If your payment endpoint isn't idempotent, retrying creates a duplicate charge. The user gets charged twice. If it is idempotent - if you're passing a unique idempotency key with each request and the processor deduplicates on that key - retrying is safe. The processor recognizes the key, returns the original result, and the user gets charged once.

This is a technical detail that most PMs never think about. But it directly determines what happens to users in a failure scenario that occurs constantly at scale. We had a period where our mobile client was retrying on network timeout without idempotency keys. The duplicate charge rate was low - maybe 0.1% of transactions - but at our volume that was hundreds of users per day getting charged twice. The fix was a backend change and a client update. The root cause was that nobody had thought through the retry behavior when the feature was specced.

⚠️

Without idempotency keys on retries, a 0.1% duplicate charge rate sounds negligible. At scale, it's hundreds of users per day losing money and trust simultaneously.

The error message problem

There's a specific failure mode in fintech that I've come to think of as the "limbo state" - the user's money has moved but the transaction hasn't resolved to a clear success or failure. This happens when a payment is processing asynchronously and the status update is delayed, or when a webhook from the payment processor arrives out of order, or when there's a race condition between the payment confirmation and the order creation.

The technical solution involves things like event ordering guarantees and idempotent state machines. But the product solution - the thing that determines whether the user panics or waits calmly - is the error message. "Payment processing" with a spinner is fine for three seconds. After thirty seconds, the user needs to know what's happening. After two minutes, they need a clear status and a way to check.

We spent real time on this. Not on the happy path - on the failure taxonomy. What are the distinct states a payment can be in? What does the user need to know in each state? What action can they take? "Your payment is being processed - this can take up to 5 minutes for card payments. You'll receive a confirmation SMS when it completes" is a completely different user experience than "Something went wrong. Please try again." Both might be technically accurate. Only one keeps the user from calling their bank.

Trust is a database, not a variable

The mental model I've developed is that user trust in a financial product works like a database with very slow writes and very fast deletes. You accumulate it over dozens of successful transactions, each one adding a small increment. A single bad experience - a duplicate charge, a payment that disappears, a support ticket that takes a week to resolve - can delete most of what you've built.

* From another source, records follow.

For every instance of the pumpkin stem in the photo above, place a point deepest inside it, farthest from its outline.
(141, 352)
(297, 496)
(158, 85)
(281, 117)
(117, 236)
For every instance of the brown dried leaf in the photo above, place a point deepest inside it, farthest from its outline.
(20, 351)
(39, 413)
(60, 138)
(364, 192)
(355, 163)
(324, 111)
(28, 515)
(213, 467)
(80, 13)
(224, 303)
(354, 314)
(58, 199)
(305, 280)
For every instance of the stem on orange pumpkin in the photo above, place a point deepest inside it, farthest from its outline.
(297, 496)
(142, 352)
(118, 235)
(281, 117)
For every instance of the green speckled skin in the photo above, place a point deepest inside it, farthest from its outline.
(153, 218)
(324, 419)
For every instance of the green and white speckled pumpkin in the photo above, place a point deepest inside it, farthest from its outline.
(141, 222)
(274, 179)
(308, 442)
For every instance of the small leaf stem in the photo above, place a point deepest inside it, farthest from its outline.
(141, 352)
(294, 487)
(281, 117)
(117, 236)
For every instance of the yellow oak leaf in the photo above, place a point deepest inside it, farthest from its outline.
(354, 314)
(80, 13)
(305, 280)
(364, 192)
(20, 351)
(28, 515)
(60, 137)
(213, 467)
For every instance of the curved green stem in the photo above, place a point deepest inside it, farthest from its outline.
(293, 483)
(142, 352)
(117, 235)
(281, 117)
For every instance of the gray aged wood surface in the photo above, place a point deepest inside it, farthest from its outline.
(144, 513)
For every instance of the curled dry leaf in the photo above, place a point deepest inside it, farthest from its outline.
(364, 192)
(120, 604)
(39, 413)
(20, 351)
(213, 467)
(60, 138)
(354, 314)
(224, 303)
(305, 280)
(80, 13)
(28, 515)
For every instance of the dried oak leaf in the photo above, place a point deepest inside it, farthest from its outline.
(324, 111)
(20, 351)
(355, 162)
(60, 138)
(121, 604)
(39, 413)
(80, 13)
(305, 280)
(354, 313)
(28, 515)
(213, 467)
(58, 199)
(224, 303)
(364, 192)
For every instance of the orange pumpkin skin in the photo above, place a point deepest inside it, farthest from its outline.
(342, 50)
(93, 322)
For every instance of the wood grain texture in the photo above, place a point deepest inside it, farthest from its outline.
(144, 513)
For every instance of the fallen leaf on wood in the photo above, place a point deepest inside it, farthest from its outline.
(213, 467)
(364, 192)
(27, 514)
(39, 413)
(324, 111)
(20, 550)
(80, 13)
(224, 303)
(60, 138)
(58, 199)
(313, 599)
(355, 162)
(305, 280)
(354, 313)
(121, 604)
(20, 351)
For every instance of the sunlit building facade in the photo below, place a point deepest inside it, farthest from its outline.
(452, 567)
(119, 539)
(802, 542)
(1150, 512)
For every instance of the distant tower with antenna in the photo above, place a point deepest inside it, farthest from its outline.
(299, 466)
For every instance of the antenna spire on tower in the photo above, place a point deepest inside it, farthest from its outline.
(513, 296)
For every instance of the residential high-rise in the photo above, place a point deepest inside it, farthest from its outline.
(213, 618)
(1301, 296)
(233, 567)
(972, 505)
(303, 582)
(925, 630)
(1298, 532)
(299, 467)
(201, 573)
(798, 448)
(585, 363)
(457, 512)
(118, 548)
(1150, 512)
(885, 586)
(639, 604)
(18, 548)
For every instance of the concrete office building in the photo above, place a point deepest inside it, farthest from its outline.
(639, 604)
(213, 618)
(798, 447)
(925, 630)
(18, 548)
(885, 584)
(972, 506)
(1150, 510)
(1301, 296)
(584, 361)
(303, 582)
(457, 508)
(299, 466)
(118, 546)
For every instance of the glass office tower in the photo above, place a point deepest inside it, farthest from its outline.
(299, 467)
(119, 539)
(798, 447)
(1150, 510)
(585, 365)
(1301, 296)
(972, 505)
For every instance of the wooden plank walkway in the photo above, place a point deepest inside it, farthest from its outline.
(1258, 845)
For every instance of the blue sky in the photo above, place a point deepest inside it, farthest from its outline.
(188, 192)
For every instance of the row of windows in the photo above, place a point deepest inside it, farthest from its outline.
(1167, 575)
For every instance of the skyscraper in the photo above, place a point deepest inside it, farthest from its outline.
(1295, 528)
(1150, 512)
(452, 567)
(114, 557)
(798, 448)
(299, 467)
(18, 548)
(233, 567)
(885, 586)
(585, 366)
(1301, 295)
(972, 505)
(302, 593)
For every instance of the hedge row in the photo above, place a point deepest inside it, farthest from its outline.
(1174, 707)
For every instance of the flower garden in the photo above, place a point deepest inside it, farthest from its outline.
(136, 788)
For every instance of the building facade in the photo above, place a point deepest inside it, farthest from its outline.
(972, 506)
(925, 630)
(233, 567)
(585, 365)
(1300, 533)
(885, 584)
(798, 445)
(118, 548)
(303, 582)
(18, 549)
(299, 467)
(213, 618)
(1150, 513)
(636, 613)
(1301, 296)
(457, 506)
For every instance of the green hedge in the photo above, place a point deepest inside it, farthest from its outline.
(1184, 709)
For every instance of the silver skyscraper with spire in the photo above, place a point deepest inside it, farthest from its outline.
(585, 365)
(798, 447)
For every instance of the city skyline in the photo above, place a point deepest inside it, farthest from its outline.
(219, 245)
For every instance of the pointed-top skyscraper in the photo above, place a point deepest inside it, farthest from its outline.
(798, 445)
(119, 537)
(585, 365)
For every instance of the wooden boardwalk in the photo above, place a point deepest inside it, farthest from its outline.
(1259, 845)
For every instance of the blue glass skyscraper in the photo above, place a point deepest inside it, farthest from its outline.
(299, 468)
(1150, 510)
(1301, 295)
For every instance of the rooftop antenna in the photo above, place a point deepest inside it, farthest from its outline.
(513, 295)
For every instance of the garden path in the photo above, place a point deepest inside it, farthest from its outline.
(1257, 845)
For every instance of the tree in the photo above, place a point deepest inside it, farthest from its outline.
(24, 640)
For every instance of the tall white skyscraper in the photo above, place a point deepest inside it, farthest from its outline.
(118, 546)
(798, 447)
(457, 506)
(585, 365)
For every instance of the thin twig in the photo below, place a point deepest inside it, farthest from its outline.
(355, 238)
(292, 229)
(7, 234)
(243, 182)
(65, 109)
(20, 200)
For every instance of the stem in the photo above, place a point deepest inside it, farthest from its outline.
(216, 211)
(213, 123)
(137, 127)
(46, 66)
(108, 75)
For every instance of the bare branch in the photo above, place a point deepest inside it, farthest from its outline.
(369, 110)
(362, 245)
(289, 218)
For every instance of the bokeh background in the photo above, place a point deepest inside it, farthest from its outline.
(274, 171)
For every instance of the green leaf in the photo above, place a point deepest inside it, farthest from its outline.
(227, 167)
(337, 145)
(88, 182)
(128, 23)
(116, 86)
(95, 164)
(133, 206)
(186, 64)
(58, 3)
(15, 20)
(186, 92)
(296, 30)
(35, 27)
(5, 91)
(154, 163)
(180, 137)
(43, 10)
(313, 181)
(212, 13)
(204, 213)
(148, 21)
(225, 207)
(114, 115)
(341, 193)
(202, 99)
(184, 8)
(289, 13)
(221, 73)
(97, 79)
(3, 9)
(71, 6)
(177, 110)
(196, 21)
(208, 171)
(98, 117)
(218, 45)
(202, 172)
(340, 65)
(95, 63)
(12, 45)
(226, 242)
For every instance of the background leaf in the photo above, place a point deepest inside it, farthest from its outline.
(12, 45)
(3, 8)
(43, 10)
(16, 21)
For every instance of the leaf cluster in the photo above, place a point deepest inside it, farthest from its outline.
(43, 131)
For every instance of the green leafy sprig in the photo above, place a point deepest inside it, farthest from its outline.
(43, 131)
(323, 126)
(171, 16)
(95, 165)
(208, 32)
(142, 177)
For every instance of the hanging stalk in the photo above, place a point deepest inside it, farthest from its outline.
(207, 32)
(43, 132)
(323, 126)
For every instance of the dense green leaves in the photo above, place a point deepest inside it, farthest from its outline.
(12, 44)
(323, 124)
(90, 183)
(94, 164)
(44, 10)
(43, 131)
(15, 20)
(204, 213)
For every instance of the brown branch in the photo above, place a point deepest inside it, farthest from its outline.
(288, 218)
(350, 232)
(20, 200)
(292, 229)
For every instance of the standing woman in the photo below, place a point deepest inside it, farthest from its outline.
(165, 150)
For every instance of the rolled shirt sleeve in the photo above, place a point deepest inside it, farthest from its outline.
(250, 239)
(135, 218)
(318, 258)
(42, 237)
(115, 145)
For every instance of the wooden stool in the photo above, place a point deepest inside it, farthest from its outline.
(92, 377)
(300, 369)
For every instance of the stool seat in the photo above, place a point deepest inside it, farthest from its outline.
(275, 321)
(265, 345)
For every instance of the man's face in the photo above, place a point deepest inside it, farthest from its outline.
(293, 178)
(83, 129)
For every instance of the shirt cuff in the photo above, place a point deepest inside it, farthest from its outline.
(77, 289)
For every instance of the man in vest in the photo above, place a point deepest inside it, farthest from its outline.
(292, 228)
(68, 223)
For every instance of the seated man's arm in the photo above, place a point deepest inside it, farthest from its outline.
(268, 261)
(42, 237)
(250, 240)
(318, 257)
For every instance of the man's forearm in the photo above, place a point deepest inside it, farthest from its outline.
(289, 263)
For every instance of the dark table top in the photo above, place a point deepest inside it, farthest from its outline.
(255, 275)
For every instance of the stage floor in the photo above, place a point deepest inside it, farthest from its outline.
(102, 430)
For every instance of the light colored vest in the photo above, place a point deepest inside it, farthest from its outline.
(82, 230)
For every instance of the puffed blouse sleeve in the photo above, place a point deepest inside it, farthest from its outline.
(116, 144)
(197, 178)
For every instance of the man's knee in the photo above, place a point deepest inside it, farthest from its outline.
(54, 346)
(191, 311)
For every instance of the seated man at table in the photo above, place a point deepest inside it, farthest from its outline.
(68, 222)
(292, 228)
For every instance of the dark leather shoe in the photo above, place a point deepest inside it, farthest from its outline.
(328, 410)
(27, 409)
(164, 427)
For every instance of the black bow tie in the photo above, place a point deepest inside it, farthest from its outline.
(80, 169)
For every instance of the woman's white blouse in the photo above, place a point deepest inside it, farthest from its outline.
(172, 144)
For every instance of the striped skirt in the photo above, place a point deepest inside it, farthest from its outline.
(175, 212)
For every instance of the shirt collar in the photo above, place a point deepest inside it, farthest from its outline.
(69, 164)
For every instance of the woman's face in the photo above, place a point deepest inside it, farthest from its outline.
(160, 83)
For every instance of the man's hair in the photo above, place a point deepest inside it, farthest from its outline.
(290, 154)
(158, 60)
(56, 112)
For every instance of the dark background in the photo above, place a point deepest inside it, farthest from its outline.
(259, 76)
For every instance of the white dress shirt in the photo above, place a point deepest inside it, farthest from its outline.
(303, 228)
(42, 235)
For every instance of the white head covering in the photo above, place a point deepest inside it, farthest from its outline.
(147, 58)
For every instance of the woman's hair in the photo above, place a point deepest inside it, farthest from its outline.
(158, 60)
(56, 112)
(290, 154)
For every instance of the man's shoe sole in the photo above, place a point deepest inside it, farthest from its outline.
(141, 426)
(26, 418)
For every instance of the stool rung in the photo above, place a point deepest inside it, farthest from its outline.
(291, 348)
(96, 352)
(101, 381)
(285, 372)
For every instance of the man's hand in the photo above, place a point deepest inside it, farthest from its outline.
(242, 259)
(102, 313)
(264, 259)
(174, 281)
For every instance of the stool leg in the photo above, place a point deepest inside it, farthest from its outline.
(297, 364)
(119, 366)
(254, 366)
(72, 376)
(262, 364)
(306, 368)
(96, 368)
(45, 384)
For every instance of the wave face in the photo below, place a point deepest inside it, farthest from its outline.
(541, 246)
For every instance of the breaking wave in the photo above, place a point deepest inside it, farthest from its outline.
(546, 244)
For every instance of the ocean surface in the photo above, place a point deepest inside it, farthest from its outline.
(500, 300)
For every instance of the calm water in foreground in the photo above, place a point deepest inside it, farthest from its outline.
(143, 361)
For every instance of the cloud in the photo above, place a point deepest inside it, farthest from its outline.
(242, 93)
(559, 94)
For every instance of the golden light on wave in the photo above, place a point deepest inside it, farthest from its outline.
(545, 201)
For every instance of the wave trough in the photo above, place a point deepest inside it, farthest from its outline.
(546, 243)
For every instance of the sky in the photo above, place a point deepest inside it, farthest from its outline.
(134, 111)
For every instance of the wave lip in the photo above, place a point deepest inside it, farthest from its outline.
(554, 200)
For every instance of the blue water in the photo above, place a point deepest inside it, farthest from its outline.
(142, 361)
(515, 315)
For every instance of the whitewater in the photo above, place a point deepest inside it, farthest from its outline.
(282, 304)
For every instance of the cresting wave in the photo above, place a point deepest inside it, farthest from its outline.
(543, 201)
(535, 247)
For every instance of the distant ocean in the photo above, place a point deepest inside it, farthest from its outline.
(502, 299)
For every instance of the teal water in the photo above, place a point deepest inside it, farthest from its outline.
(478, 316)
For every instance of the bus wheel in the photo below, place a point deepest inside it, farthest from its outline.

This asymmetry should drive how you prioritize. At Uzum, we have a rule that any change touching the payment flow requires a full regression cycle, not a smoke test. Stakeholders push back on this constantly because it adds time to every release. My answer is always the same: the cost of a regression in the payment flow is not a bug report. It's users losing money and losing trust, and the support cost and churn that follows. The regression cycle is cheap by comparison.

What I look for now

When I review specs or PRs that touch anything financial, I'm looking for a few specific things. How does the system behave when the payment processor is slow? What happens if the webhook arrives twice? What's the retry behavior, and is it safe? What does the user see during each failure state?

These aren't edge cases. At scale, they're regular occurrences. A payment processor that's 99.9% reliable will fail on 0.1% of transactions - and at Uzum's volume, that's not a rounding error. Building for the happy path and hoping the failure cases are rare enough to ignore is a strategy that works until it doesn't, and when it stops working, it stops working loudly.

The fintech mindset I've carried forward is simple: design for failure first, because failure is guaranteed. The question is only whether you've thought through what happens when it occurs.